Çift okey ile döner iken masadan kalkmak zorunda kalan doktorun “kim şapar lan Hipokrat yeminini bu saatten sonra” diye surat asarak yüksek sesle hastaya doğru “Ulan başka bir saat bulamadın mı çukura düşecek, mis gibi okeye dönüyordum” demesi karşılığında, hasta kişi kırık alt çenesinin ağrısına aldırmayarak gülümser bir şekilde gözü yaşlı eşine doğru bakaraktan “Üzülme hanım her Alamancı ’ya doğduğu topraklarda ölmek nasip olmaz!” der.
Hastalığın sonu
“Aman ölür mölür de, başımıza kalır” diye ameliyata alınan hasta 7 saat sonra ameliyattan çıkar.
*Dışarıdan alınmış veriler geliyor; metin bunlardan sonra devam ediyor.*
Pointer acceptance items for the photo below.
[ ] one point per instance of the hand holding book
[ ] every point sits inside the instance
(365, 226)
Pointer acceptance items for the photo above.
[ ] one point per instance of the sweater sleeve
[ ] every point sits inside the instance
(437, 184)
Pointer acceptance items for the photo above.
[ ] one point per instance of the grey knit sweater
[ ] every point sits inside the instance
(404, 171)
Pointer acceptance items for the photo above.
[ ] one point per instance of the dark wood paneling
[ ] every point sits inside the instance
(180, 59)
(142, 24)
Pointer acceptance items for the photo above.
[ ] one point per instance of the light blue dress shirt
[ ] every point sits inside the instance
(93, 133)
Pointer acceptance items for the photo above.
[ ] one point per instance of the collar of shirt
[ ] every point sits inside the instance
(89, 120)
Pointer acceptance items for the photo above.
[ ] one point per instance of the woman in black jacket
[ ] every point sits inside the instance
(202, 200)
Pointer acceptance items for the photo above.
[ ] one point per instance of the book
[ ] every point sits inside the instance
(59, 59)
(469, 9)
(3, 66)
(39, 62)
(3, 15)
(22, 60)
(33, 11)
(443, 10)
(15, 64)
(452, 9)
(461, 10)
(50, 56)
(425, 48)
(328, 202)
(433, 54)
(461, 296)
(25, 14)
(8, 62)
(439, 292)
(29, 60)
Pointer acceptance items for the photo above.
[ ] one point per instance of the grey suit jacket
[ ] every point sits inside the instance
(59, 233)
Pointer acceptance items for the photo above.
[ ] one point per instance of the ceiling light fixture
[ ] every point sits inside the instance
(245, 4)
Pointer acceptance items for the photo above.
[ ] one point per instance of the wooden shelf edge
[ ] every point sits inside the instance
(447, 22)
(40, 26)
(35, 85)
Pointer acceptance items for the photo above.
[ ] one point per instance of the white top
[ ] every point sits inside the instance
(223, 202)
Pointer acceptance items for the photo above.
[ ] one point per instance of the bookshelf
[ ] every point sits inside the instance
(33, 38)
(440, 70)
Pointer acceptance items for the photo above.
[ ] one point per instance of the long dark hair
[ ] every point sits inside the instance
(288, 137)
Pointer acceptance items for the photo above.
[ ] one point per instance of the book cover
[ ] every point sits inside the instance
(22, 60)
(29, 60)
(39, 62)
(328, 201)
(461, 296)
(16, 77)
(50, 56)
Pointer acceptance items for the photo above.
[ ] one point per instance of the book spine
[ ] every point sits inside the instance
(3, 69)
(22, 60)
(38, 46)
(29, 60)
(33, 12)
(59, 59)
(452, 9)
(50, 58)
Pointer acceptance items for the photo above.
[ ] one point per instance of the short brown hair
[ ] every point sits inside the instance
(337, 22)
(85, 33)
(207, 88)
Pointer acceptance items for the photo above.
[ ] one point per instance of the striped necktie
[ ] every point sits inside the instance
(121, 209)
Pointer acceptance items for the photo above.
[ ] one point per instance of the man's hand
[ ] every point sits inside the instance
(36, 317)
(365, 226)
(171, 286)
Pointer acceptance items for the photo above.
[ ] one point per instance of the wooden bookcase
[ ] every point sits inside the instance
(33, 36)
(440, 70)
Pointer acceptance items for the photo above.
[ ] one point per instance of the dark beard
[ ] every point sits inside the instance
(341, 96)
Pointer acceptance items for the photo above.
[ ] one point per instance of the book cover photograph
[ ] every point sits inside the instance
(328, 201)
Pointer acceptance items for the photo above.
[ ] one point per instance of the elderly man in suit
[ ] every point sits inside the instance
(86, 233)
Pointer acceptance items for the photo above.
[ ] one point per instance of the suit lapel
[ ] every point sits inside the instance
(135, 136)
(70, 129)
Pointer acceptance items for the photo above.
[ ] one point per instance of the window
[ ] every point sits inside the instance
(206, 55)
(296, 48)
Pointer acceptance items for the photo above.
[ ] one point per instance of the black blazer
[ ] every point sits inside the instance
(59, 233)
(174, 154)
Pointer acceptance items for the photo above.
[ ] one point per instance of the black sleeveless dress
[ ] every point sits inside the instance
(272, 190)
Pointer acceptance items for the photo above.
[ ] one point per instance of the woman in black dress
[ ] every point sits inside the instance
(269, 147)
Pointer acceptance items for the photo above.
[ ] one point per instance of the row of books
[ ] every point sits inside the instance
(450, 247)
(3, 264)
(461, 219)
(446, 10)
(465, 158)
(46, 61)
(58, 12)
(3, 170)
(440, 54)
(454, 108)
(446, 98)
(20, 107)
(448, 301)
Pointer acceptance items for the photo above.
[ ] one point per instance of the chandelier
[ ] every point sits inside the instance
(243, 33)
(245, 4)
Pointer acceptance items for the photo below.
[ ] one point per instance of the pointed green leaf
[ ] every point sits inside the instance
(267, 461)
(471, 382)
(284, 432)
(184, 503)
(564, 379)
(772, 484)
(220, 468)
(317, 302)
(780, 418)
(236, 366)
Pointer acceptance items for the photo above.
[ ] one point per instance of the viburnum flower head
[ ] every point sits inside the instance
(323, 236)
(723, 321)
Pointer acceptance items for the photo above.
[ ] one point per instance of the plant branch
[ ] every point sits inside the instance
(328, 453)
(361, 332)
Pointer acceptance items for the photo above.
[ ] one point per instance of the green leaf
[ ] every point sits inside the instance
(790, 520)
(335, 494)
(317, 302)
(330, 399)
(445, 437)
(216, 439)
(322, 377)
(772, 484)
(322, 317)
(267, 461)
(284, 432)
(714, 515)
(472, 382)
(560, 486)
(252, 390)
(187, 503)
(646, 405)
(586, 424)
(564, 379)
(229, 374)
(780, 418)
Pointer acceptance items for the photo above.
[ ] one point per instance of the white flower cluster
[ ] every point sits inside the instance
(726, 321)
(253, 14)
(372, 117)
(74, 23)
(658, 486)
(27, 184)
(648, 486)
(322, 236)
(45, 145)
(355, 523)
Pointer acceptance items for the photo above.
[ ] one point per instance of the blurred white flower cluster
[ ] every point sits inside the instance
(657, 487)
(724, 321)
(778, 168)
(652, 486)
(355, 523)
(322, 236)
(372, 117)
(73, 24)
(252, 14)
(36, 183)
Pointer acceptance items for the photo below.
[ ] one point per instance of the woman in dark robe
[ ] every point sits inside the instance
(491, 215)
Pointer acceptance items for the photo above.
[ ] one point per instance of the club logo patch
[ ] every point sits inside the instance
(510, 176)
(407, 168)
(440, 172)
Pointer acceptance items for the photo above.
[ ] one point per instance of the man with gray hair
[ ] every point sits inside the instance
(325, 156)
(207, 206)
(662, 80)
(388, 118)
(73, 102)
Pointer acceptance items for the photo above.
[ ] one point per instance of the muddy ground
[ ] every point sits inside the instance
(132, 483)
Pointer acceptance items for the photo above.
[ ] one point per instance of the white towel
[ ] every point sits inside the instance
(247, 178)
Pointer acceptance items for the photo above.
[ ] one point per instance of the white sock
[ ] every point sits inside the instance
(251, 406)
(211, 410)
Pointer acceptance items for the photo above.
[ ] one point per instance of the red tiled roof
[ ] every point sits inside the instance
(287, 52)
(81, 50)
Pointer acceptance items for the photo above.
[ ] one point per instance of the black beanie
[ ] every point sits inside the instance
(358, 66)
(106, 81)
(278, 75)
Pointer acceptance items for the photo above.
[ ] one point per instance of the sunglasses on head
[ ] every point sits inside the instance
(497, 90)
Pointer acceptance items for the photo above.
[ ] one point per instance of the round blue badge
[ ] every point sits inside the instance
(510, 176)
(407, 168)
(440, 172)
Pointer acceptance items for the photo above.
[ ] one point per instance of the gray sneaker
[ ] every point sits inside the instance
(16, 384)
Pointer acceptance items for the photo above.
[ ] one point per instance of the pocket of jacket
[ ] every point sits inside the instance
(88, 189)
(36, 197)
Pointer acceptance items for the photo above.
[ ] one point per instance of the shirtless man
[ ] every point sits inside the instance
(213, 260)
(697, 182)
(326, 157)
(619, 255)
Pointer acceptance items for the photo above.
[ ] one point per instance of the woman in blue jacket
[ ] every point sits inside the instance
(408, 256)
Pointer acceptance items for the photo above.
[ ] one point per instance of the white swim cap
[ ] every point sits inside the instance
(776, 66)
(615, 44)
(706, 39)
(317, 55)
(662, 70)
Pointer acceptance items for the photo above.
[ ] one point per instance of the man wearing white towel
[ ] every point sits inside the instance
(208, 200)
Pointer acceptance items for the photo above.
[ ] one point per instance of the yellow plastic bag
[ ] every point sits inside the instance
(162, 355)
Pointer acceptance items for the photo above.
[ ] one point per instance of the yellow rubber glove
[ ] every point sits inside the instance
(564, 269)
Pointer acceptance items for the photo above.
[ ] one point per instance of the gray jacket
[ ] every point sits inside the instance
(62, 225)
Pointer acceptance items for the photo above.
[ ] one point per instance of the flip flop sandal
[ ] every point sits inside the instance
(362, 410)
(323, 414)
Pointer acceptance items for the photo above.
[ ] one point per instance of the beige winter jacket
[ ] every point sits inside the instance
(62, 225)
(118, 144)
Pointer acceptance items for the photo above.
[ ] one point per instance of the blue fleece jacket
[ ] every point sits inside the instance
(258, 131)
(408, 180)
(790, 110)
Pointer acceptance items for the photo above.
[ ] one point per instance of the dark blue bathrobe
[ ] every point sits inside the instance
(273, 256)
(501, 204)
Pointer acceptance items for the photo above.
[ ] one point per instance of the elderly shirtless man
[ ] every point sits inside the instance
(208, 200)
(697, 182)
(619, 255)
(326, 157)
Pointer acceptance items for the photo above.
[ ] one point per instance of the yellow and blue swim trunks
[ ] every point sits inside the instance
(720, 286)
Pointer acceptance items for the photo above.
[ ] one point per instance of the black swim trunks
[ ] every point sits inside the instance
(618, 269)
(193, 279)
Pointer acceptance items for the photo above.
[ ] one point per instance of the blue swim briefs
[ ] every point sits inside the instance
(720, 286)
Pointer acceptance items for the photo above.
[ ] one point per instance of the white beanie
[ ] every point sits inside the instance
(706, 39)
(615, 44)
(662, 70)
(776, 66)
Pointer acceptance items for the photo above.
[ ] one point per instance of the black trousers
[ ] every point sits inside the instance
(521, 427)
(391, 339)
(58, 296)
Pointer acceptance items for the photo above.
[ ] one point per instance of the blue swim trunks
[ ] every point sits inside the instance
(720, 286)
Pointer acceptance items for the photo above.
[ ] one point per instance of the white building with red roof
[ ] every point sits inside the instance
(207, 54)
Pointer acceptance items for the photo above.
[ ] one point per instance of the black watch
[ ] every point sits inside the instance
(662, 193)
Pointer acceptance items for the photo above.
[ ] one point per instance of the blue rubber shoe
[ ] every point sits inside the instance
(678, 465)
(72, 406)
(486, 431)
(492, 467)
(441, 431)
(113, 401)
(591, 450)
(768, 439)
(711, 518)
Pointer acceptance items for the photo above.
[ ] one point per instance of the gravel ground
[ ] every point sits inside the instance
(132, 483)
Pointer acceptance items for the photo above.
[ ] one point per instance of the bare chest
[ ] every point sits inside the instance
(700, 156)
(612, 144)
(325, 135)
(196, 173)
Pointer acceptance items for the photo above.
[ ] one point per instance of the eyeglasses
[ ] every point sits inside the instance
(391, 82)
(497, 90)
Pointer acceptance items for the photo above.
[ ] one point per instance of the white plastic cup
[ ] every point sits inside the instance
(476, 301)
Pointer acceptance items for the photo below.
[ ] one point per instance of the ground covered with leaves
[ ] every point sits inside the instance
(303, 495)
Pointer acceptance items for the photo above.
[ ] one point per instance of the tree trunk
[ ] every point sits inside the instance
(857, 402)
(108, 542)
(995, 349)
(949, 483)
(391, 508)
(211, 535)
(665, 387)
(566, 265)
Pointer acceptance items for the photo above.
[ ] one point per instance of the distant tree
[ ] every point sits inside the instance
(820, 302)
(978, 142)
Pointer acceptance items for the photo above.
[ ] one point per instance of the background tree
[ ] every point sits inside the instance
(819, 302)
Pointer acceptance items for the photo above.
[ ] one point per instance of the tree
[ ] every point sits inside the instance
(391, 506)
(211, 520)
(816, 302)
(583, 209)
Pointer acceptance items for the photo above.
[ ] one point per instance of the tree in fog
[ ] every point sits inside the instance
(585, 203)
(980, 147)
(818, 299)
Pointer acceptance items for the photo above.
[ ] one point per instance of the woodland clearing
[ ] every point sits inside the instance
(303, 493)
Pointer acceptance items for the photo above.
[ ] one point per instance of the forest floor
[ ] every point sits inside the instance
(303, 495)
Ertesi gün yarım yamalak kendine gelen hasta hastalıktan kurtulmanın ilk sinyalini vererek baş ucundaki eşine “Lan avrat şu bizim Almanya’daki sigorta şirketinin acil numarasını yazdığım kağıt nerede?” der.
Sonra yılda 20 Euro karşılığında sigortalandığı gurbetteki sigorta şirketini arar. Telefonun diğer ucundaki Alaman (gavur!!!) ilk önce geçmiş olsun dileklerini iletir. Sonra uçak ambulansın gönderilebilmesi için nelerin yapılması gerektiğini anlatır. Hasta olan kişi iki gün sonra, kırk yıl önce tıka basa tahta bavullarla dolu olan kara trenle gittiği Almanya’ya bu kez özel uçakla gidiyordur… Yaklaşık bir ay sonra Almanya’daki hastanenden taburcu olan kişi özel bir araçla evine getirilir.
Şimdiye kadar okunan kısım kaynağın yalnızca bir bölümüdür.